1) In a late-night phone conversation, Lester Bangs and William discuss being “uncool.” What does the film have to say to you about the good and the bad of being cool/uncool? How is this reflected in your own high school experience?

2) One of the saddest things in the movie is the use of people by other people. It is a tragedy for a person, created in the image and likeness of God (whatever that might mean – I find it a wonderfully mysterious phrase), to be treated like a thing. In the film one sees this most clearly in the case of the Band-aids, and Penny in particular. How do you see this trait in the film, and how do you see it in the world around you?

3) The film says much about the power and allure of music. What is it that makes music so special for you (if it is)? Are there any parts of the film that helped you understand your appreciation of music?

4) What did you think of what the film has to say about telling the truth, versus ignoring it or telling little white lies. “The truth sounds different.” “Be honest and unmerciful.” “Just make us look cool.” Think of the lies the characters tell themselves – that they are not in love with someone else – that they are OK if the other person is not in love with them, that they are dark and mysterious, the relationships within our band are just fine, etc. Also think of the scene when the plane is about to go down and what happens there.

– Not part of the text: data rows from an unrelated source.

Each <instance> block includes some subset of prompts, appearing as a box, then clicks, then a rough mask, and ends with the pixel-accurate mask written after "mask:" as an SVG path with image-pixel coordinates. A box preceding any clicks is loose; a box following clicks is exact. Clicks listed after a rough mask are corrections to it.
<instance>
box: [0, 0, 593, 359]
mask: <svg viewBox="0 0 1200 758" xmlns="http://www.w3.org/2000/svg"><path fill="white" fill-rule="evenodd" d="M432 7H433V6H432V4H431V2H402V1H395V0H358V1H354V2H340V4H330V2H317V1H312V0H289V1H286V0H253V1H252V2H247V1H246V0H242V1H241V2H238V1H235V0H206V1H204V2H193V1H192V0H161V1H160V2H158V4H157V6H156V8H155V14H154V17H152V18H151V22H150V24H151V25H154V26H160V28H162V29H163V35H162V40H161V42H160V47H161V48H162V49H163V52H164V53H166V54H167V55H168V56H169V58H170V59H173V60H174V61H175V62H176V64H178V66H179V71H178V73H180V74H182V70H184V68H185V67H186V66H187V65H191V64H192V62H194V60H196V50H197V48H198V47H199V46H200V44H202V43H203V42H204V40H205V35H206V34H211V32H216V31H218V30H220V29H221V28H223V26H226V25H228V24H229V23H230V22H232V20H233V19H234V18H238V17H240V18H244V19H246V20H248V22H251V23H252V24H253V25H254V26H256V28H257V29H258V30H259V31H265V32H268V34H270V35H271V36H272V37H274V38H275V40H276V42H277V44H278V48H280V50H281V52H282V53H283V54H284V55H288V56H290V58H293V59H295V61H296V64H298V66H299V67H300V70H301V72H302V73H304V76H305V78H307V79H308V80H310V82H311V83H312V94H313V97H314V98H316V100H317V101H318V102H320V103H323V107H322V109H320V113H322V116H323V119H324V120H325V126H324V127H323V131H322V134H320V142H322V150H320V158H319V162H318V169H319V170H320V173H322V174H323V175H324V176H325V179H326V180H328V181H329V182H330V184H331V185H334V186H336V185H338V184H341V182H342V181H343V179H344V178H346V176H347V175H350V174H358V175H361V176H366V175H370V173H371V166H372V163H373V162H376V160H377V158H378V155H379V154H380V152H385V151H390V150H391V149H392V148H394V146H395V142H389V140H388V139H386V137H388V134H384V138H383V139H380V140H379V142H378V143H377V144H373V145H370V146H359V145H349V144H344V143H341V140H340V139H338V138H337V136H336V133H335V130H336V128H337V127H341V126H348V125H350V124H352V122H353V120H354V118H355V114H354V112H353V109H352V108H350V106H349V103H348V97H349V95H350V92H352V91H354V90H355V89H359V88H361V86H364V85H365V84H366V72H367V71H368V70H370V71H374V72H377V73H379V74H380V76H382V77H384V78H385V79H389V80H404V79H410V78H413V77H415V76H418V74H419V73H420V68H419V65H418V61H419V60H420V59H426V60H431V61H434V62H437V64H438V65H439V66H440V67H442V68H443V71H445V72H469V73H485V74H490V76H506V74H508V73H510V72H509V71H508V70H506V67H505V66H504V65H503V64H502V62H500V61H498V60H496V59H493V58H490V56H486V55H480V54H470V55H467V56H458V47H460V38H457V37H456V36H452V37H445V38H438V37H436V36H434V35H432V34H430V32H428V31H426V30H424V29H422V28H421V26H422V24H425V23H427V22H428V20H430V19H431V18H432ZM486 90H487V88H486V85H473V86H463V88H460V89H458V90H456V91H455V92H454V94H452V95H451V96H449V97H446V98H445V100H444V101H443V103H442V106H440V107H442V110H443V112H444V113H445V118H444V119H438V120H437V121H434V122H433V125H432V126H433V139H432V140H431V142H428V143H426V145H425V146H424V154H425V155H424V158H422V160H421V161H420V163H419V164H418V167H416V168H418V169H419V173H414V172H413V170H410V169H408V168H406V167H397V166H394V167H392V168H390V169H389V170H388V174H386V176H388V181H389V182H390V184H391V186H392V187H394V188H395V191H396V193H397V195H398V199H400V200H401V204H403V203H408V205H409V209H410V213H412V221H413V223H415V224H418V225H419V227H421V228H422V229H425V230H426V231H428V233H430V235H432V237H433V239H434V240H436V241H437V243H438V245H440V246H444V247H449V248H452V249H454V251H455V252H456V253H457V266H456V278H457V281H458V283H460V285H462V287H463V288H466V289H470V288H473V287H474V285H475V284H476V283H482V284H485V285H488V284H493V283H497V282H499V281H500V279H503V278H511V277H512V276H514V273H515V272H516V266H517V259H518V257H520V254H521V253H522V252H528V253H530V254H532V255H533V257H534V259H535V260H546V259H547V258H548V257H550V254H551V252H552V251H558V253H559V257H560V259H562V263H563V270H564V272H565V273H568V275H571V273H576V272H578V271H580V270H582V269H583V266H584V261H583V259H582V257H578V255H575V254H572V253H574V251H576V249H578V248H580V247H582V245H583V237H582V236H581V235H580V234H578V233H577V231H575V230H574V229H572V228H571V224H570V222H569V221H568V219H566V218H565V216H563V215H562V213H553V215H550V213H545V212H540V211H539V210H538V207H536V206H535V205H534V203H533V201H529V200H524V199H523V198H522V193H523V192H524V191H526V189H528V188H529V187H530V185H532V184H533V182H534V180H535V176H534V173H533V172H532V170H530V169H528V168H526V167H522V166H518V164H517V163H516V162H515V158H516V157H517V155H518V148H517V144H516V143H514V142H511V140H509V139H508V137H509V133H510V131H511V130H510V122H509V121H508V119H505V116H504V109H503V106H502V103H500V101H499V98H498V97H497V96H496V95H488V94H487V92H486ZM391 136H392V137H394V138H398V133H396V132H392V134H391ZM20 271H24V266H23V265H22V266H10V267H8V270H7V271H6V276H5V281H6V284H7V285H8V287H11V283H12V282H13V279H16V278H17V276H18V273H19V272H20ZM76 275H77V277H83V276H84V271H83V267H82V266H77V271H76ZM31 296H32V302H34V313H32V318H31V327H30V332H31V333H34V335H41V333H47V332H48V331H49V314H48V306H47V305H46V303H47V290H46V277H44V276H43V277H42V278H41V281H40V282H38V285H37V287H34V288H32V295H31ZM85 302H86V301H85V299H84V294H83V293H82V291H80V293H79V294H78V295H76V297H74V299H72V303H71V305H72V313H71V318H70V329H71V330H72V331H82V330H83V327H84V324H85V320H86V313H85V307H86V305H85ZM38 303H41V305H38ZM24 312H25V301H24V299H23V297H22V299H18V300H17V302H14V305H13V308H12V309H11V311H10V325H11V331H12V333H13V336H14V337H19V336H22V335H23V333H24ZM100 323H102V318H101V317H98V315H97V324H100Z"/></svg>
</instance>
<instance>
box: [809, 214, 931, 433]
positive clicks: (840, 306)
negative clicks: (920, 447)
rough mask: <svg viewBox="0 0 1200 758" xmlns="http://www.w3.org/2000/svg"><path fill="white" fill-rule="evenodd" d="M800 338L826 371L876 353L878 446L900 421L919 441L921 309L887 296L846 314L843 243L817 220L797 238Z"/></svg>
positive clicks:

5) Do true artists have to suffer? What causes their suffering?

6) Here is a kind of touchy one, with you being about the same age as the film’s protagonist – what do you think the film has to say about parental responsibility for children and the need of parents to let go? This may be difficult, but try to watch and be sympathetic toward the mother – it may help you in a year’s time or so.

7) What does the film say about freedom? Does it make being totally free seem like fun? Is freedom free? By the way, that last question is a joke.

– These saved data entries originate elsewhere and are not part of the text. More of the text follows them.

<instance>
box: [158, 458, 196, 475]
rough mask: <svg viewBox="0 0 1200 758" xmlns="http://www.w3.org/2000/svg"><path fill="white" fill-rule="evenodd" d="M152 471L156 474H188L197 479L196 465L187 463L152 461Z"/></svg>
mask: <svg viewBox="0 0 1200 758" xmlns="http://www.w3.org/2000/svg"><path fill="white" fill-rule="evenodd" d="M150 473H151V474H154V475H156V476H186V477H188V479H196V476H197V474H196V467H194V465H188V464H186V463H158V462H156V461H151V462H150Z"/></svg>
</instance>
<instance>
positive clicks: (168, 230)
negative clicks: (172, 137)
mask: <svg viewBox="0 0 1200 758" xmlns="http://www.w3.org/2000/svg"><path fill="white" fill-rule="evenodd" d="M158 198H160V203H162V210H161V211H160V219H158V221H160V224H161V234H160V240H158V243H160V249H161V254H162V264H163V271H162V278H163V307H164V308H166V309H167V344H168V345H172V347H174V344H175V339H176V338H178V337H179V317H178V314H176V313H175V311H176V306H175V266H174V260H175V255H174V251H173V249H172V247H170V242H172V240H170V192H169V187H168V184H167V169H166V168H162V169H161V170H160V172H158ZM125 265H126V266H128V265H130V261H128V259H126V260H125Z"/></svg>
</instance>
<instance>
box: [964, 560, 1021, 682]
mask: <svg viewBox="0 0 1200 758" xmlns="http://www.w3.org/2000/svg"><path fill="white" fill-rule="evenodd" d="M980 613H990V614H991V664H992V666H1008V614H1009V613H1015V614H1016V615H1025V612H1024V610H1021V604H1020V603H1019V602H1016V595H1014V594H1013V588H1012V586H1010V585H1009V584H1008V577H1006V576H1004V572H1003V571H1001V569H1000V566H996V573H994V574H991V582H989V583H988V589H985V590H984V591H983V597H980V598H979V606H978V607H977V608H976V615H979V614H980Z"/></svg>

8) What are your thoughts on the morality of drugs and alcohol? What does the film have to say about those things?

9) I like the scene where William is first interviewing Stillwater, and the lead singer is prattling on, but William keeps wanting to turn the mike toward the guitar player – what does this scene suggest to you? Are there other examples of the same idea elsewhere in the movie?

10) Jeff (the lead singer) expresses the opinion that the best stuff is the popular stuff – agree or disagree?

11) I think that being onstage in front of a sold-out stadium, with the audience shouting out the words to a song that you wrote, would be one of the most amazing things that one could experience. That being said, I do not know how much fun touring would be. Do you think that things would get old? I think one might get burned out on the sex, drugs, and rock and roll. Another movie I like has a character observe, “Everything gets old if you do it often enough.” What do you think of that idea?